Sou exagerado? Não. Ainda fico aquém porque nem eu nem a maioria dos meus leitores conhecemos por dentro as entranhas dos dramas da pobreza e até da miséria de milhões de pessoas expostas ao mesmo tempo à violência cruzada do crime organizado e da ausência do Estado.

E enquanto isso, onde estão as vozes dos justos que não ouvimos seus gritos de condenação a tanto genocídio? Onde está aquele punhado de políticos e líderes decentes e não corruptos que não levantam a voz? Onde estão aqueles que foram escolhidos para fazer justiça e defender os mais fracos e que vivem de mãos dadas com os outros poderosos, defendendo mutuamente seus privilégios?

Às vezes me vêm à memória as vozes do Deus da Bíblia quando, na cidade corrupta de Sodoma e Gomorra, não encontrava um único justo capaz de salvar os demais. Ou me lembra o lamento daquele profeta dos descartados e abandonados à própria sorte quando dizia: “Tenho compaixão por eles porque são como ovelhas sem pastor”. Onde estão no Brasil os pastores, os governantes, os políticos, os juízes e até os religiosos capazes de proteger os mais expostos sempre à patada dos lobos?

Se os pecados da Lava Jato não redimem os corruptos, tampouco uma vitória nas urnas autoriza a tirania e a perseguição aos diferentes e mais expostos a serem escravizados. A classe brasileira que está em boa situação, a que nunca passou necessidades e pôde até dar caprichos aos seus filhos, os políticos e juízes corruptos, nunca compreenderá a imensidão da dor acumulada no coração dos que trabalham e não conseguem nem uma vida digna.

É triste para o Brasil, como país, se distinguir por ser um dos países mais corruptos do mundo ao mesmo tempo em que é um dos povos mais religiosos do planeta.

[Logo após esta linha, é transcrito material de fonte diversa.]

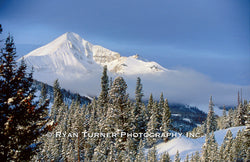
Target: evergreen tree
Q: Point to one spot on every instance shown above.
(58, 100)
(240, 115)
(211, 122)
(152, 155)
(22, 121)
(247, 134)
(165, 119)
(103, 97)
(44, 94)
(226, 147)
(187, 158)
(152, 128)
(140, 155)
(205, 149)
(177, 157)
(196, 157)
(165, 157)
(150, 106)
(237, 147)
(139, 112)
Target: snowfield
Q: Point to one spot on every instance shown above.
(78, 65)
(189, 146)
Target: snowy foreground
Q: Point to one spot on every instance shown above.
(189, 146)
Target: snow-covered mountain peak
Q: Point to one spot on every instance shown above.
(71, 52)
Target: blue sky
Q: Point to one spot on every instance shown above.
(209, 36)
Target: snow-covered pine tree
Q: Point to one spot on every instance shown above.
(140, 156)
(117, 119)
(21, 120)
(165, 157)
(58, 100)
(165, 119)
(247, 134)
(196, 157)
(237, 147)
(230, 118)
(150, 106)
(151, 157)
(139, 112)
(177, 157)
(159, 111)
(240, 115)
(152, 128)
(227, 146)
(103, 97)
(44, 94)
(211, 124)
(205, 149)
(213, 148)
(187, 158)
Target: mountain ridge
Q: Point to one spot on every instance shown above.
(70, 51)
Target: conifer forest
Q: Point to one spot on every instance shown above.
(44, 123)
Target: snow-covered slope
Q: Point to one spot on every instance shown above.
(189, 146)
(71, 56)
(78, 65)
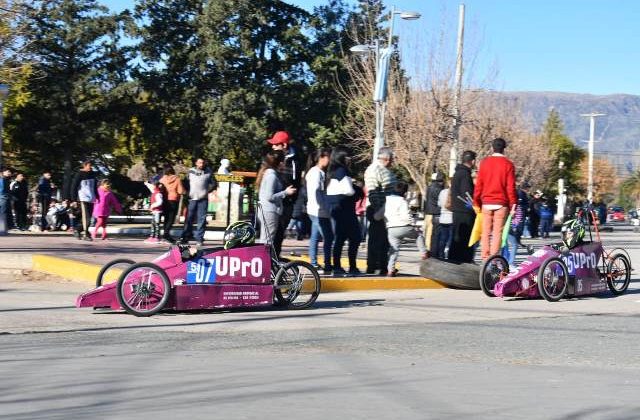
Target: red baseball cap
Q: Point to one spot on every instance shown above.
(280, 137)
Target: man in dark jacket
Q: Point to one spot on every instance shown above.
(290, 175)
(431, 208)
(44, 197)
(84, 190)
(20, 195)
(463, 214)
(6, 218)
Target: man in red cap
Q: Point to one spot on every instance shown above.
(290, 175)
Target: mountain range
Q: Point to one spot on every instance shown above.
(617, 134)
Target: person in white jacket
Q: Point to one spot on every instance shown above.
(399, 224)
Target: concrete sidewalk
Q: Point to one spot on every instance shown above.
(62, 255)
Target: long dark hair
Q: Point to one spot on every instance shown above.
(272, 159)
(339, 157)
(315, 156)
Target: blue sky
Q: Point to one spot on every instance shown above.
(583, 46)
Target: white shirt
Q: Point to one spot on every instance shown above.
(316, 193)
(396, 212)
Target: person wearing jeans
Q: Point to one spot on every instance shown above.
(495, 194)
(318, 210)
(201, 183)
(399, 223)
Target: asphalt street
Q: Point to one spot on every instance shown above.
(394, 354)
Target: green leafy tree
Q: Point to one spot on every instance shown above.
(66, 112)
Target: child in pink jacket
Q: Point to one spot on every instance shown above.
(102, 207)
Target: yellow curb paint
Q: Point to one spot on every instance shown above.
(69, 269)
(87, 273)
(377, 283)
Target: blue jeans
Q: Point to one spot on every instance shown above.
(197, 211)
(321, 226)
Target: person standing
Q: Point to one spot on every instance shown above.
(318, 210)
(5, 201)
(444, 228)
(399, 222)
(104, 204)
(175, 190)
(342, 197)
(495, 194)
(431, 209)
(379, 182)
(84, 189)
(20, 194)
(463, 214)
(271, 194)
(201, 183)
(290, 175)
(44, 197)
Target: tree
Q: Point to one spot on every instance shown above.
(67, 114)
(562, 149)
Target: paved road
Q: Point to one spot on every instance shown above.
(405, 354)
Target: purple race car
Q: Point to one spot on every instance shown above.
(571, 268)
(185, 279)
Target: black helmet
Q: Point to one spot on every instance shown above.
(573, 232)
(239, 233)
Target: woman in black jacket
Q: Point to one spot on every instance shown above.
(341, 197)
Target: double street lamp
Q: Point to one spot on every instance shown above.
(4, 92)
(383, 58)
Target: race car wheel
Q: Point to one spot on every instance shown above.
(493, 270)
(143, 289)
(553, 279)
(106, 273)
(618, 274)
(297, 285)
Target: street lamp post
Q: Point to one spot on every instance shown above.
(4, 92)
(383, 58)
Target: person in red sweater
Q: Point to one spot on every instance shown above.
(495, 194)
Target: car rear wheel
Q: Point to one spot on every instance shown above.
(553, 279)
(143, 289)
(618, 274)
(493, 270)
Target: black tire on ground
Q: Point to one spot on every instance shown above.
(108, 266)
(618, 274)
(492, 271)
(145, 288)
(297, 285)
(553, 279)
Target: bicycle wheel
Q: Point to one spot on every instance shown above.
(493, 270)
(297, 285)
(105, 273)
(618, 274)
(143, 289)
(553, 279)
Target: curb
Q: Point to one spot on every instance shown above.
(87, 273)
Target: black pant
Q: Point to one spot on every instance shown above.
(44, 202)
(345, 226)
(462, 226)
(170, 211)
(283, 222)
(377, 243)
(20, 208)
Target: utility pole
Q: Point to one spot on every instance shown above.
(453, 155)
(592, 129)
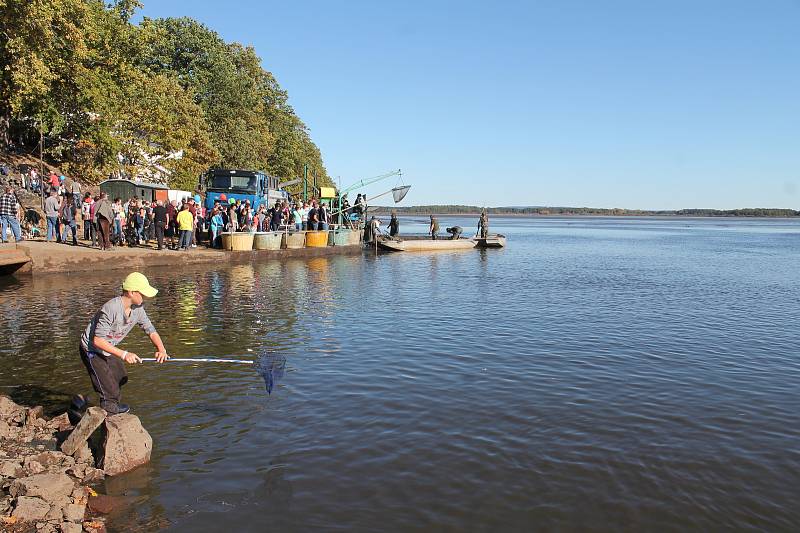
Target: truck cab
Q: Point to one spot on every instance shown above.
(255, 186)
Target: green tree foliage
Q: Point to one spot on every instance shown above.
(113, 97)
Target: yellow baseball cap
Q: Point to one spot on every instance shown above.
(136, 281)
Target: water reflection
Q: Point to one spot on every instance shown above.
(271, 367)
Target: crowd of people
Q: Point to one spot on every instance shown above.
(178, 225)
(72, 215)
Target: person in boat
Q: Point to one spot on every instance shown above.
(455, 232)
(483, 224)
(372, 230)
(109, 326)
(434, 228)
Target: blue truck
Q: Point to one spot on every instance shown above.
(253, 185)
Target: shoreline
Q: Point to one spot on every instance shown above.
(48, 258)
(587, 215)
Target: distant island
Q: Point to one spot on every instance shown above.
(581, 211)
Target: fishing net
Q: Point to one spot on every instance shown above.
(271, 367)
(400, 192)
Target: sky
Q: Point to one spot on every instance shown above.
(664, 104)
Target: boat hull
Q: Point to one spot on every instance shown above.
(426, 245)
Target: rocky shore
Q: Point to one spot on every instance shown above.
(48, 467)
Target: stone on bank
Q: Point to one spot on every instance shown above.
(49, 488)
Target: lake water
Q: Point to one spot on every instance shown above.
(598, 374)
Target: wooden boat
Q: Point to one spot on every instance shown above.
(423, 243)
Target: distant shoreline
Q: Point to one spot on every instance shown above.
(587, 212)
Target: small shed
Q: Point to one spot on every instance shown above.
(125, 189)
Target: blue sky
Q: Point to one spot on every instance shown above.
(652, 105)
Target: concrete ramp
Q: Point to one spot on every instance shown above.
(13, 259)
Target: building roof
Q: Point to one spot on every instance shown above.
(144, 184)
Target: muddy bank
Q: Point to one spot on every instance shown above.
(48, 468)
(53, 258)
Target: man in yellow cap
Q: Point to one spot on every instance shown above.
(108, 327)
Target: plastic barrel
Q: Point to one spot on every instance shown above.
(267, 240)
(242, 242)
(292, 241)
(226, 241)
(316, 239)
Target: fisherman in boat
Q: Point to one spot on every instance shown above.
(455, 232)
(109, 326)
(372, 230)
(483, 224)
(394, 225)
(434, 228)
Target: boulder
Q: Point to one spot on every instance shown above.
(127, 446)
(35, 413)
(61, 422)
(34, 467)
(84, 455)
(55, 513)
(11, 411)
(91, 421)
(11, 468)
(74, 512)
(29, 509)
(92, 475)
(51, 460)
(69, 527)
(50, 487)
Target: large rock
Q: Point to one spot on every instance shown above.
(11, 468)
(61, 422)
(29, 509)
(49, 487)
(10, 411)
(91, 420)
(74, 512)
(69, 527)
(128, 444)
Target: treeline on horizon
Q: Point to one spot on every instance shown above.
(471, 209)
(111, 96)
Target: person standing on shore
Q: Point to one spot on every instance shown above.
(161, 220)
(185, 226)
(434, 228)
(51, 206)
(172, 223)
(68, 220)
(217, 224)
(105, 216)
(297, 218)
(312, 217)
(233, 216)
(109, 326)
(75, 189)
(322, 215)
(483, 224)
(8, 214)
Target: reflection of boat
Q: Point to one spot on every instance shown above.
(423, 243)
(493, 240)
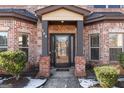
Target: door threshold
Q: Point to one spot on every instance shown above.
(62, 69)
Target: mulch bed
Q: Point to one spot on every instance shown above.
(13, 83)
(120, 84)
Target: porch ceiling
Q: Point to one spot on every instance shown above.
(71, 8)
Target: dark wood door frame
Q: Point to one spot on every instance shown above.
(52, 53)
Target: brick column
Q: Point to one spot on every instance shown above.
(80, 66)
(44, 66)
(79, 58)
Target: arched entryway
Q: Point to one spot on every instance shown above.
(62, 24)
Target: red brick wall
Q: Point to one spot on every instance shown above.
(103, 28)
(14, 27)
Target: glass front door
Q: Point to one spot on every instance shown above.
(61, 50)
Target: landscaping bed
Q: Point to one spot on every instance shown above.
(23, 82)
(93, 83)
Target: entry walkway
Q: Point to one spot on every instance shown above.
(62, 79)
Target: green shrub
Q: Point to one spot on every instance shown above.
(121, 59)
(106, 75)
(13, 62)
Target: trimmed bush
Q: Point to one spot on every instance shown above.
(121, 59)
(13, 62)
(106, 75)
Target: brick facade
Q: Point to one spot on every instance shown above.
(15, 26)
(103, 28)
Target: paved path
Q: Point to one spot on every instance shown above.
(62, 79)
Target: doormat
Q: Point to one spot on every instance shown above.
(62, 69)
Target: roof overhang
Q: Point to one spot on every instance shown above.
(19, 16)
(67, 7)
(105, 18)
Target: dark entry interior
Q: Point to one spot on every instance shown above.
(62, 50)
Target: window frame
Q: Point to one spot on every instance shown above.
(4, 46)
(116, 47)
(24, 47)
(94, 47)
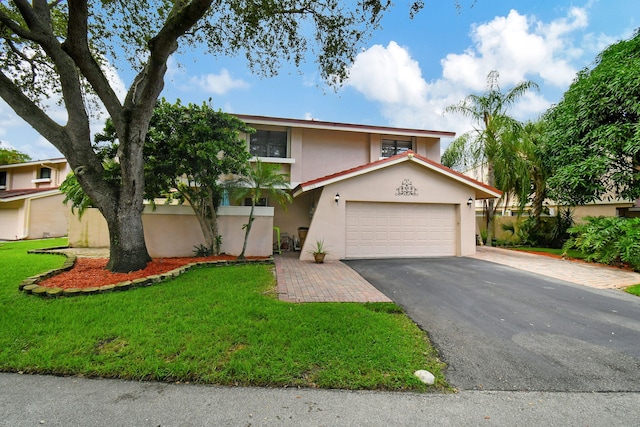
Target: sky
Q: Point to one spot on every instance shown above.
(406, 73)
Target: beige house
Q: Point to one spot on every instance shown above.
(365, 191)
(30, 203)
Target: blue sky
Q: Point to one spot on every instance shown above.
(407, 73)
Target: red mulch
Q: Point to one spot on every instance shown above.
(90, 272)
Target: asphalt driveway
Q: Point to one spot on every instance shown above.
(499, 328)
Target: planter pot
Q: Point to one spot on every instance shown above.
(319, 257)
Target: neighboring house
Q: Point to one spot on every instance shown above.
(30, 202)
(610, 206)
(365, 191)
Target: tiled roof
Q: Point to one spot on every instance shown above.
(407, 156)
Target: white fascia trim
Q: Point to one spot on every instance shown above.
(32, 196)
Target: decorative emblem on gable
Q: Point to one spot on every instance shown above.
(406, 189)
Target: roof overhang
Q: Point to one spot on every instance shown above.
(345, 127)
(482, 191)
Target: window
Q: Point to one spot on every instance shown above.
(268, 143)
(45, 173)
(262, 202)
(391, 147)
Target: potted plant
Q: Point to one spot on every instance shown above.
(319, 251)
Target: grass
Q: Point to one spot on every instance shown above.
(219, 325)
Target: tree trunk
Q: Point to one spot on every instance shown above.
(127, 251)
(247, 231)
(491, 209)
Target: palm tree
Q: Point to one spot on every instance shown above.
(263, 180)
(491, 140)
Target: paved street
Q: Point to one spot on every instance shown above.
(499, 328)
(27, 401)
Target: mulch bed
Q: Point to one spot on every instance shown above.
(90, 272)
(625, 267)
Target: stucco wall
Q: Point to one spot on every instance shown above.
(328, 223)
(9, 223)
(173, 231)
(327, 152)
(49, 217)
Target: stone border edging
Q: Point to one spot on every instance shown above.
(30, 284)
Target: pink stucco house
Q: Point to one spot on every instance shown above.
(369, 191)
(365, 191)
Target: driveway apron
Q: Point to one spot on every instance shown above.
(499, 328)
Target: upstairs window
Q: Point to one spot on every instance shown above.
(45, 173)
(268, 143)
(391, 147)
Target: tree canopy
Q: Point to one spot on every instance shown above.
(594, 131)
(192, 149)
(492, 147)
(68, 50)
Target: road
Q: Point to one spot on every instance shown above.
(499, 328)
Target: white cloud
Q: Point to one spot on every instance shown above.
(219, 84)
(388, 75)
(519, 47)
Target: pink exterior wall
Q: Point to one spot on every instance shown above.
(328, 223)
(173, 231)
(22, 176)
(325, 152)
(48, 217)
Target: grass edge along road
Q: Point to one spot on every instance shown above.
(221, 326)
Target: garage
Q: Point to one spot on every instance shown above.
(385, 230)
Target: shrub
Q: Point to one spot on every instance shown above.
(549, 232)
(608, 240)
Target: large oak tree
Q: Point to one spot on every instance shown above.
(65, 48)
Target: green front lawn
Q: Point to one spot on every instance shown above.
(220, 325)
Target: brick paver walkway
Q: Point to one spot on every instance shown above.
(332, 281)
(582, 273)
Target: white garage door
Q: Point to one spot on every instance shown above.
(386, 230)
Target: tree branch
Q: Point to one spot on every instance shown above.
(77, 47)
(29, 111)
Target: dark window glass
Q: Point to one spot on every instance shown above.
(269, 143)
(45, 173)
(262, 202)
(392, 147)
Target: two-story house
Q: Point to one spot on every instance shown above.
(365, 191)
(30, 202)
(369, 191)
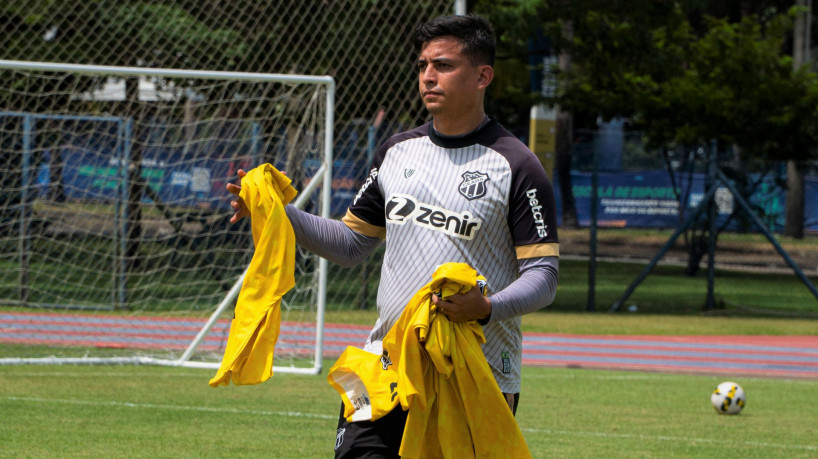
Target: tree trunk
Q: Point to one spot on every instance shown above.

Os evangelhos cristãos dizem que o demônio, para tentar Jesus, o levou ao alto da cidade e, mostrando-lhe todos os reinos a seus pés, lhe disse: “Tudo isso te darei se, prostrando-te, me adorares”; o Brasil aparece hoje rendido à tentação dos demônios da corrupção diante dos quais todas as instituições parecem de joelhos.

E o pior e o mais sarcástico é que este é um país que chegou a ser invejado de fora porque se dizia que “Deus era brasileiro”. Será que voltará a ser algum dia? Recursos não faltam. O que falta é decência aos responsáveis pelo seu destino.